A likely hypothesis that may be put forward is that certain heterozygous genotypes might have been selected against in human in the process of evolution. The studied (GCC)-repeat is located in the 5′ UTR, and it may be speculated that the heterodimer RNAs of, for example, 8/9 and 6/9 have a detrimental effect on the downstream events, such as transcript processing and translation. A possible mechanism might be connected to RNA structure and accessibility. Experimental synthetic stem-loop RNAs have been reported to alter the expression of a number of genes in bacteria32. We could show that the accessibility changes with the number of (GCC)-repeats, and can affect at least exon 1. For example, the 6/8 and 6/9 RNA interactions were differentially grouped in groups 1 and 2, respectively (Table 3).

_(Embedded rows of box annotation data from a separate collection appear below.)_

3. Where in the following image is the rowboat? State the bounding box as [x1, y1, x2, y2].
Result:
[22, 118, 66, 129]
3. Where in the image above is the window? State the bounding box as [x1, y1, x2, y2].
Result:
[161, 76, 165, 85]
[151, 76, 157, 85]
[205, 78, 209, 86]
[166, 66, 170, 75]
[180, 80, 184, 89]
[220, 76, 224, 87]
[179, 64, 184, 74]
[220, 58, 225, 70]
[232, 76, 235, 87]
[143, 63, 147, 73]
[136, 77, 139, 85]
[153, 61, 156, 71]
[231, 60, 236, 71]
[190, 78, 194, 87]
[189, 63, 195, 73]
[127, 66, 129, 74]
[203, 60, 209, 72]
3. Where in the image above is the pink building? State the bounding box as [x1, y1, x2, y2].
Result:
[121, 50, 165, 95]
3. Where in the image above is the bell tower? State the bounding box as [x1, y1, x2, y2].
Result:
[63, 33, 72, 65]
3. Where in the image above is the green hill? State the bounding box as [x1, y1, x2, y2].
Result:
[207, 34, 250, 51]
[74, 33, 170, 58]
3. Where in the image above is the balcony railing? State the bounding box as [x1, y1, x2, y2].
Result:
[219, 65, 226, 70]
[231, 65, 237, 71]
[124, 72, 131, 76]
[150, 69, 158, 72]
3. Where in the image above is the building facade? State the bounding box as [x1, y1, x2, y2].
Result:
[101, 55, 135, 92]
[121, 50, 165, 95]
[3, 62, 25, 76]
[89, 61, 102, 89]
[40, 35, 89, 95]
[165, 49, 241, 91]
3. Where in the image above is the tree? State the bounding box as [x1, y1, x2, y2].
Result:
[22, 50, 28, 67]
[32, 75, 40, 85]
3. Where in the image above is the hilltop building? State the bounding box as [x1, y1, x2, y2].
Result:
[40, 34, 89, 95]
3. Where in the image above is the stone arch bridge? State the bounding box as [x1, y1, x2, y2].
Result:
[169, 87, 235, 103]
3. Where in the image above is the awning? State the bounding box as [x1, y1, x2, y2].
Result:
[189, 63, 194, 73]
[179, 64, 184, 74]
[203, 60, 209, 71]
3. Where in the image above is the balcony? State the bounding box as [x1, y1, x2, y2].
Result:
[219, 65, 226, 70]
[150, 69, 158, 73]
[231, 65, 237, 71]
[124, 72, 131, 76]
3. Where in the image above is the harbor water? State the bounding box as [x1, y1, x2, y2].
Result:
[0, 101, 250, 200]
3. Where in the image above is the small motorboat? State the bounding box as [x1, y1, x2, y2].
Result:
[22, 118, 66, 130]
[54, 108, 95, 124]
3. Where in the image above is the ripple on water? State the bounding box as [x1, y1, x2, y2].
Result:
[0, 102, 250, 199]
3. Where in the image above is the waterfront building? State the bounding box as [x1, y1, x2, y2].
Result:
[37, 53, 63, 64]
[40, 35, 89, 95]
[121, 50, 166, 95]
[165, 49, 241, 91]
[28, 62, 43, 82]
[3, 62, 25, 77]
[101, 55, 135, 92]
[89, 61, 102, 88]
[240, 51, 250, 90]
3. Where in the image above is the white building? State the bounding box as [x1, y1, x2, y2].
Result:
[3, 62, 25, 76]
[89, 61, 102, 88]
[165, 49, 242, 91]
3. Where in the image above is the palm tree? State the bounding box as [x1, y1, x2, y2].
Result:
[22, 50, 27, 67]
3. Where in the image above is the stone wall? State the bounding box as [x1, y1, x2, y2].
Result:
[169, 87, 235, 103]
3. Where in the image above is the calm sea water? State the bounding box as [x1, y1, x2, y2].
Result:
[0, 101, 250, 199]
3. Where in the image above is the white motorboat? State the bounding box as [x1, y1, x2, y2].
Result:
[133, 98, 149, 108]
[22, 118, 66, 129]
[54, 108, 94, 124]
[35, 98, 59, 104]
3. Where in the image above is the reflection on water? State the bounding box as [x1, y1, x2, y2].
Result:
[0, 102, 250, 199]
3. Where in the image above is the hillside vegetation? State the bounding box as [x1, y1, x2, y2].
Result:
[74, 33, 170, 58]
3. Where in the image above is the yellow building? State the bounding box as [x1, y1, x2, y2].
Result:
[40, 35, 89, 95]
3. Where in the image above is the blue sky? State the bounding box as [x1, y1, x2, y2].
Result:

SBF1 is predominantly expressed in the brain and skeletal muscle, and the protein encoded by this gene is a member of the myotubularin family. Myotubularin-related proteins, namely MTMR2, MTMR13/SBF2 and MTMR5/SBF1 are mainly involved in regulating endolysosomal trafficking33 and mitochondrial functioning34. Dysregulation of SBF1 is linked to late-onset NCDs such as AD17, which is also indicated by the observed genotype anomalies in the NCD group versus controls in our study. An isolate instance of an NCD patient harboring a genotype that consisted of extreme short alleles, may be of significance, while random co-occurrence should also be considered as a possibility. The secondary structure and accessibility effect of the 5/6 genotype were dramatically divergent, and the 5-repeat allele length was not detected in the control group. It is possible that low frequency alleles at the extreme ends of the allele distribution curve are subject to negative natural selection8,12,35.

It remains to be clarified how certain heterozygous genotypes might have been selected against at this locus in human. It is also warranted that this STR is sequenced in larger samples and in a spectrum of neurological disorders.

Conclusion

We report indication of a novel biological phenomenon, in which there is significant selection against certain heterozygous genotypes at a STR locus in the human population. We also report different allele and genotype distribution in late-onset NCD versus controls at this locus. In view of the location of the (GCC)-repeat in the 5′ UTR of the SBF1 gene, it is speculated that specific RNA/RNA or DNA/RNA heterodimers may exert effects that are selected against in the course of evolution. It should be noted that this is a pilot study, which needs to be replicated by independent groups and in different samples.